A Senate panel sat down on Tuesday for an update on the territory’s public schools, distance learning and the pandemic, but the officials from the Department of Education, including Commissioner Racquel Berry-Benjamin, who was expected to provide the update, did not attend.
The Senate Committee on Education and Workforce Development hoped to receive information about the first marking period, plans for the return of students to the classroom, pandemic safety classroom preparations, the number of students still without Chromebooks and MiFi devices, the school lunch program and the expenditure of federal funds.
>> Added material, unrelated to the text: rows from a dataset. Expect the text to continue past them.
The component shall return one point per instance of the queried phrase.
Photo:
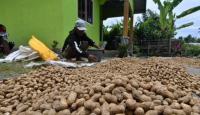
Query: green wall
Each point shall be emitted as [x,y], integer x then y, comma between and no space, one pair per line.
[47,20]
[70,16]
But without representation from the Department of Education, the hearing was cut short.
“We want to know what is happening with our children,” Sen. Donna Frett-Gregory said. “There were certain commitments made by the Department of Education … when they were here last, to provide an update around the whole situation around COVID-19 … But to not show up, to not provide at minimum an update of the relevant questions asked, is just not acceptable. We are prepared to move forward with a subpoena this afternoon,” said Frett-Gregory, who besides being the chairwoman of the committee is a former Education commissioner.
Though department officials did not provide testimony on the status of the school closure, they did submit written testimony on Bill 33-0449, legislation proposed by Sen. Janelle Sarauw that was added to the agenda at the last minute.
“The mere fact that Education isn’t here, though they were able to provide [written] testimony on the bill that is before us … Whereas we requested in this particular block for getting an update around whether all our students have gotten MiFi devices and Chromebooks provided, whether our students are getting appropriate instruction, what are we doing with our kindergarteners … that’s what we wanted to know,” Frett-Gregory said.
While unable to get the information the committee was seeking, the lawmakers did advance Bill 33-0449, which seeks to expand the Virgin Islands Higher Education Scholarship Program, known locally as the Free Tuition Program.
Should the bill be signed into law, high school students in grades 11 and 12 admitted to the University of the Virgin Islands under the Dual Credit Program would be exempt from the requirement of committing to working in the Virgin Islands.
Committee members Sens. Frett-Gregory, Kurt Vialet, Stedmann Hodge Jr. and Sarauw were present for the hearing. Sens. Allison DeGazon, Steven Payne Sr. and Kenneth Gittens were absent.